SFEBES2009 Poster Presentations Endocrine tumours and neoplasia (39 abstracts)
1Department of Endocrinology, Northwick Park Hospital, London, UK; 2Department of Endocrinology, Imperial College Healthcare NHS Trust, London, UK; 3Department of Histopathology, Imperial College Healthcare NHS Trust, London, UK; 4Department of Endocrine Surgery, Imperial College Healthcare NHS Trust, London, UK.
Introduction: Adrenocortical carcinoma (ACC) is an uncommon aggressive malignancy. Despite surgical resection, recurrence rates are high. Two areas of contention currently involve treatment of ACC: the role of laparoscopic surgery in removal of large, potentially malignant tumours and the role of Mitotane. We present a case of a large adrenal tumour, later confirmed as ACC, where initially laparoscopic adrenalectomy was considered, and adjuvant Mitotane has been given despite R0 resection.
Case: A 25 years lady presented with clinical features of Cushings syndrome. Cortisol levels failed to suppress with a low-dose dexamethasone suppression test and ACTH was undetectable (<5 ng/l). An adrenal MRI revealed a 10 cm well-circumscribed right adrenal tumour and no metastatic disease.
The departmental default position in the absence of overt signs of malignancy or technically excessive size is a laparoscopic adrenalectomy. However, with a large tumour size, IVC displacement and effacement, and sinister tumour washout characteristics on imaging, open adrenalectomy was deemed appropriate.
Within 8 weeks of initial imaging, open adrenalectomy revealed significant tumour growth and a 17 cm mass was removed in its entirety (macro and microscopic R0 resection).

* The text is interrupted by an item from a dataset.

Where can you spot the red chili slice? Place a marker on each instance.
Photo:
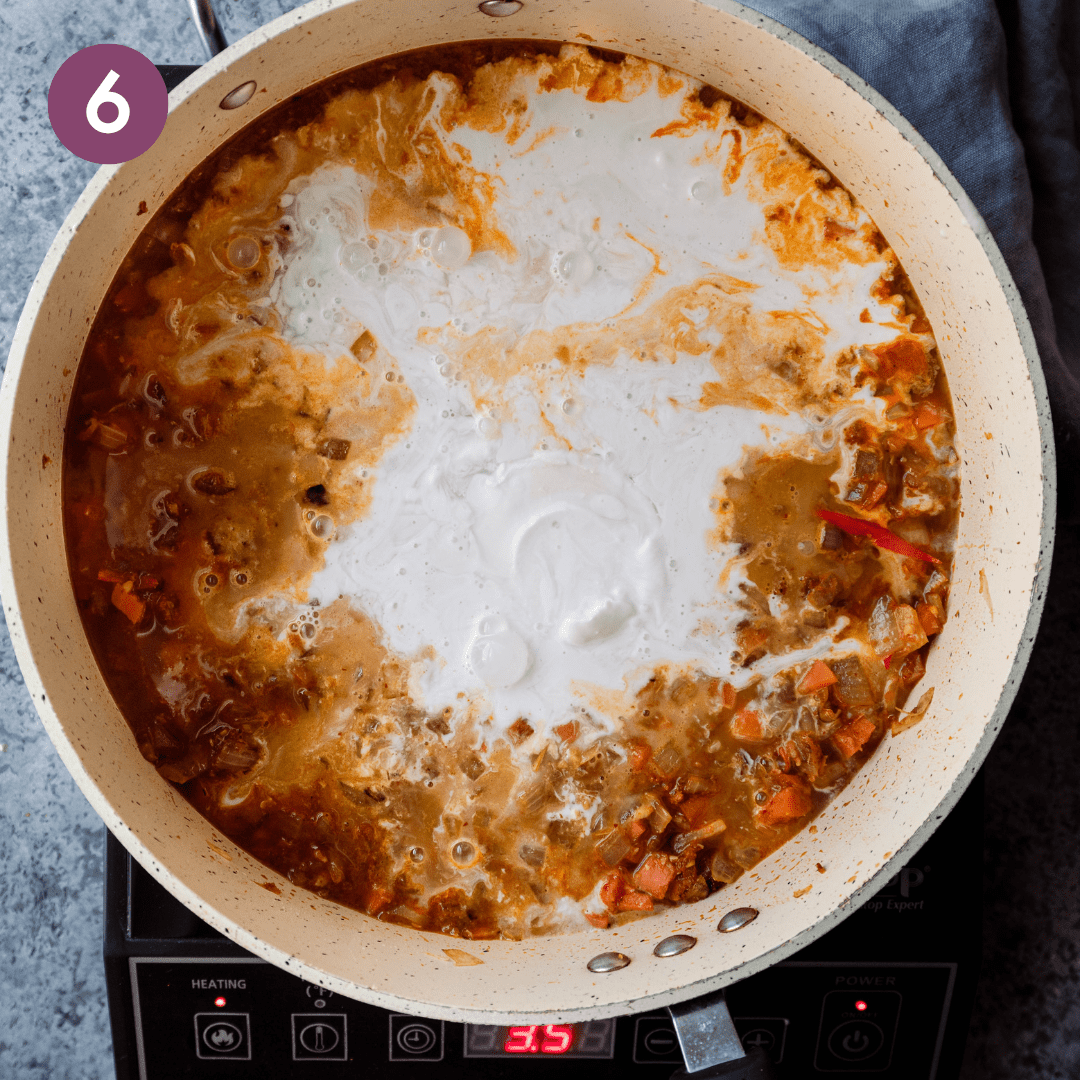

Histopathology showed ACC. Postoperatively, Mitotane treatment was initiated.
Postoperative CT abdominal scan at 4 months is clear of recurrence and metastatic disease. She feels well and plans to marry.
Conclusion: Laparoscopic adrenalectomy is the gold standard approach to small functioning adrenal tumours. Whilst the feasibility of laparoscopically resecting large adrenal tumours is established, the role of minimal access approach for such tumours is controversial due to risk of incomplete resection and capsular breach. This case demonstrates how a combination of clinical and radiological features guide in optimal surgical management of such tumours.
Although, adjuvant mitotane postoperatively remains controversial, a retrospective study showed reduced risk of recurrence and better survival in appropriately resected adrenocortical carcinomas followed by mitotane therapy.